Fight Isis on the ground, says senior British general and former Nato chief

One of Britain's most senior military figures has accused the Prime Minister and the Foreign Secretary of running scared over a fresh military intervention in Iraq.

The Independent

One of Britain's most senior military figures has accused the Prime Minister and the Foreign Secretary of running scared over a fresh military intervention in Iraq.

General Sir Richard Shirreff, Nato's former deputy supreme allied commander in Europe, told The Independent on Sunday: "Both [David] Cameron and [Philip] Hammond have waxed lyrical about the apocalyptic nature of the threat. If that's the case, you need a proper strategy to deal with it."

The general, who left the military in August, dismissed Britain's involvement in air strikes and aid drops as "futile gestures". When it comes to dealing with Islamic State, he said: "If you've got a terrorist organisation that's equipped like a state army, albeit a pretty ropey state army, there's only one thing you can do about it. If you want to get rid of them you've got to go and fight them, and that means deploying effective military force to fight them."

Isis fighters in Kobani: Civilians flee as militants enter Syria-Turkey border

The former Nato commander added: "I've seen enough of fighting, but sometimes you've got to do it. And what we have is a government that wrings its hands, shouts loudly but carries a tiny stick which it's not prepared to use."

He accused the Government of "playing politics instead of strategy" because "they are so petrified about overseas military commitment in the face of an election next year - they are not prepared to do anything".

"If this is serious and a cancer that's got to be excised, then there's only one way to do it, which is to go and fight the bastards on the ground. This hand-wringing about boots on the ground I just find utterly ludicrous, frankly," he said. He stressed that military force will not succeed unless it is part of a wider strategic approach to deal with the problem, which he described as "a serious threat .... If we see the break-up of the Middle East's geographic and state framework that we've got at the moment, then it's going to make the break-up of Yugoslavia look like a children's tea party," he said.

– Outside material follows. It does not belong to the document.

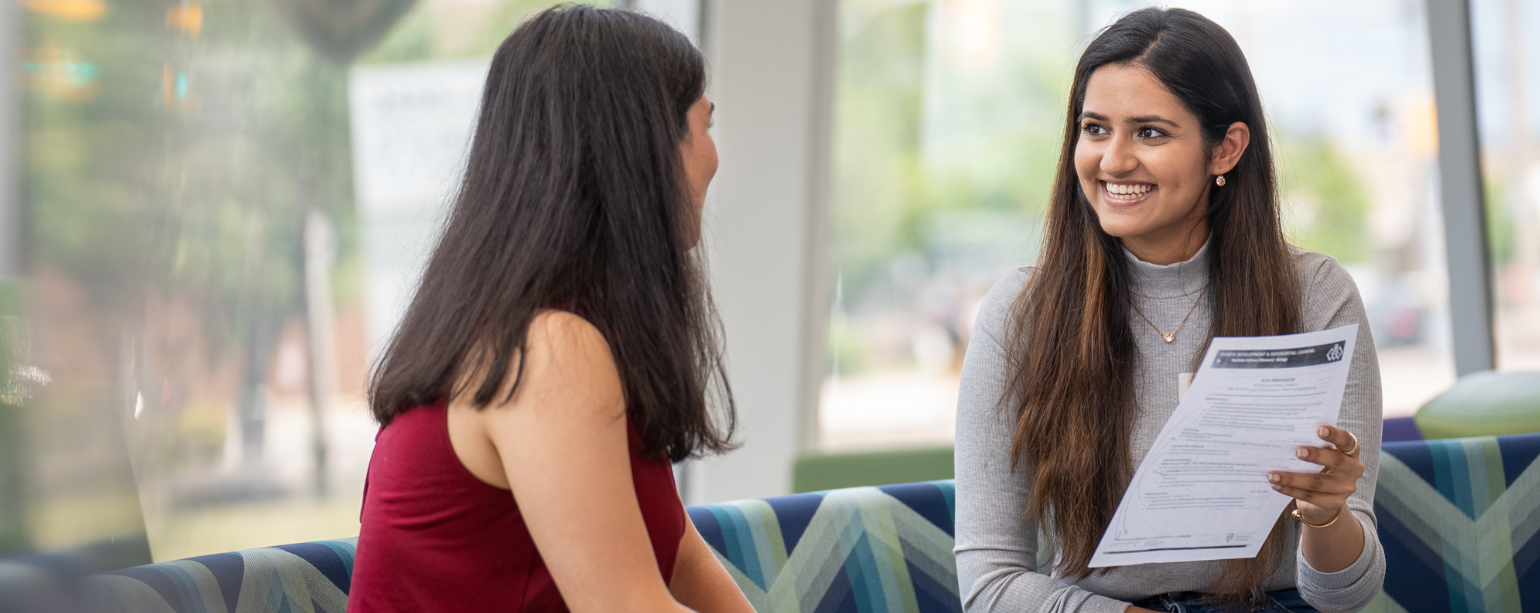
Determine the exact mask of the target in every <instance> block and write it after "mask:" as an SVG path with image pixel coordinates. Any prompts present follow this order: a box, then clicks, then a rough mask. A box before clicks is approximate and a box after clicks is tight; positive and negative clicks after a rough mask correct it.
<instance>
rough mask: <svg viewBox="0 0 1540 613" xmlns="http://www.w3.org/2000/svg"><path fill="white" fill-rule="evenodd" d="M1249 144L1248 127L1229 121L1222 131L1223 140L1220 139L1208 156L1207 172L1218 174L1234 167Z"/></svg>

Others urge caution. Dr Douglas Porch, a insurgency expert who has taught at the US Army War College and the Nato Defence College, warned MPs that Britain risks "swelling the numbers" of people going to Syria if it intervenes. "Every time we have intervened since Jimmy Carter in the 1980s, we make the situation worse. We create power vacuums. We alienate people and we create ungoverned spaces. We are living the consequences, in my opinion, of that succession of policies," he told the Commons Defence Select Committee.

A former CIA officer in Iraq and Afghanistan believes Britain is exaggerating the threat of IS and playing into the hands of extremists by threatening to disown its own citizens. Patrick Skinner, a director of the Soufan Group of security consultants, said: "The tendency seems to be exaggeration, at least in the certainty of the threat. It is a real concern but it's not like this ticking time bomb of certainty." The threat needs to be kept in perspective, he argued. "It's a real threat, but then the world is full of many real threats."

He cautioned against having "policy driven by unfounded fear" and said: "It's OK to be concerned. But fright is a bad policy. Because we have gone through this road before where if it is 'possible' it becomes 'imminent', and we know for a fact that's foolish and that's just an utter waste of resources."

Hardened extremists would "welcome" government rhetoric of prosecuting people for treason and confiscating passports. "They want to see the fight. They don't want to see half measures or soft measures because that drains some of the swamp of their support." While there is a problem, it's not one "that's going to destroy England", he added.